Finalement, on a passé l'avant-midi à la Collection Frick située
Fifth Ave et 71th St.  Bertrand nous a donné un cours magistral devant
les œuvres.  Certains visiteurs, qui sans doute comprenaient un peu, ou
très bien, le français, nous suivaient avec attention et
intérêt.

Ils semblaient envieux de notre chance de connaître un tel homme, que
dis-je un tel savant et, le pensaient-ils ou pas, quelqu'un qui fût si
beau en même temps.  J'ai peut-être déjà écrit que Bertrand
ressemblait à Montgomery Cliff, mais il ressemblait davantage encore, ce
qui n'était presque pas une coïncidence, à Jack Kérouac
lui-même mais avant que l'alcool et la drogue ne lui fassent perdre
justement sa forme et sa beauté.  Comme Kérouac, enfin selon ce que
Ginsberg nous a dit de l'écrivain, Bertrand était une bête de sexe
non seulement parce qu'il ne pensait qu'à cela, comme plusieurs en tout
cas, mais parce qu'il dégageait une incroyable énergie sexuelle et il
laissait traîner derrière lui une odeur de sexe qui vous
transportait.  Deux minutes après l'avoir rencontré, s'il ne
parvenait pas très vite, par son immense savoir, à vous amener à
ne s'intéresser qu'à cet aspect là de sa personne, vous ne pensiez
alors qu'à le voir tout nu et à plonger votre tête dans sa
braguette.

C'était aussi le cas de Kérouac nous a raconté Ginsberg et même
Burroughs nous en parle ainsi.  J'imagine que cela devait être le lot
des femmes d'être instantanément séduites, mais aussi celui d'un
très grand nombre d'hommes qui ne l'avouèrent jamais.  Des photos que
j'ai vues de Kérouac à 20 ans me font vraiment penser à Bertrand.
Les deux étaient des êtres auxquels il était difficile de
résister.  L'écrivain est mort en 1969 et Bertrand est peut-être
encore vivant, je n'en sais rien, mais il doit être très âgé
maintenant.

Alors, quels qu'aient été les intérêts littéraires et
intellectuels de Claude, je suis sûr qu'une bonne part de son admiration
pour son prof était due au désir inavoué de vivre un jour une
expérience intime avec lui.  On aurait dit qu'il (Claude) avait voulu
faire ce voyage pour emmagasiner des images excitantes afin de les revivre
en solitaire chez lui dans le silence et la sécurité de sa chambre.
Les plans de Bertrand et ma présence ont bousillé ce projet
imprécis pour le remplacer par du concret, du vécu, du vrai sexe.  Au
fond de lui-même, il devait en être ravi mais il devait néanmoins
composer avec plusieurs révélations en même temps.

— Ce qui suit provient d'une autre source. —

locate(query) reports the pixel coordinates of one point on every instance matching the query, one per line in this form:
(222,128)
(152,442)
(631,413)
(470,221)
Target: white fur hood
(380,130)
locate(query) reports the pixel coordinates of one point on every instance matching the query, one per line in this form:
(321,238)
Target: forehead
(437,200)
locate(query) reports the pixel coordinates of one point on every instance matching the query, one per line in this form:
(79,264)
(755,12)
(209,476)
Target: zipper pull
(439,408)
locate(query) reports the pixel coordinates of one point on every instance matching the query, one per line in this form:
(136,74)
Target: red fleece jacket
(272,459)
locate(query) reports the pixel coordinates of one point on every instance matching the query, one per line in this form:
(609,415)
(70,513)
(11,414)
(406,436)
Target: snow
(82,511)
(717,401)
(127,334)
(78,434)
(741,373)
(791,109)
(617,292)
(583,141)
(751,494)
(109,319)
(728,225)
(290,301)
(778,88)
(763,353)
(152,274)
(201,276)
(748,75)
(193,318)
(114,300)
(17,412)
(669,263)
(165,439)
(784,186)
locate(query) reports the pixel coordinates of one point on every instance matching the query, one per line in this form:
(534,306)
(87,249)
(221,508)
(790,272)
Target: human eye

Il ne pouvait plus différer de reconnaître ses désirs homosexuels
dirigés vers Bertrand d'abord et ensuite vers moi.  Cette
révélation devait sans doute être accompagnée d'une forte
remise en question de lui-même, de la vie future qu'il avait imaginée
et de ses rapports avec autrui qui ne seraient plus jamais tout à fait
les mêmes.  Il devait aussi s'ajuster à la découverte d'un lieu
magique (New York) que, jusqu'à présent, il ne connaissait que par
les livres et les films.  Il devait encore intégrer, le plus rapidement
possible, toutes les informations culturelles (Kérouac, la Beat
Generation, Ginsberg, Burroughs...) empreintes d'homosexualité, et les
entourer comme une sorte d'écrin littéraire donnant du sens et du
merveilleux à nos propres activités sexuelles. Claude et moi vivions
ce voyage un peu comme une sorte d'initiation «pratique» aux bonzes
de la Beat Generation, d'imitation esthétique de leur manière de
vivre.  Un seul de ces ingrédients était suffisant pour bouleverser
la vie de quelqu'un; les cinq réunis en même temps, et j'en oublie
sans doute plusieurs, devaient sûrement transformer l'estomac de Claude
en une marmite de sorcière où devaient bouillir tout ensemble des
grenouilles, des lézards et des roses.

J'ai bien averti Bertrand qu'il fallait être très gentil avec Claude
et lui faire vivre ce week-end comme une initiation certes, mais une
initiation douce et merveilleuse toute imprégnée de l'univers des
artistes, des écrivains, de la recherche du plaisir esthétique qui
passait beaucoup par les sens.  Autrement, je craignais que le retour à
Montréal ne fût davantage un déchirement qu'un renouveau.  S'il
pouvait percevoir notre week-end comme un beau voyage dans le temps et dans
l'espace de quelques poètes et écrivains, toute la dimension sexuelle
de notre week-end lui paraîtrait alors comme une expérience directe,
à vif, de la vie d'artiste et elle nourrirait ainsi gentiment et
paisiblement sa propre réflexion et sa propre évolution.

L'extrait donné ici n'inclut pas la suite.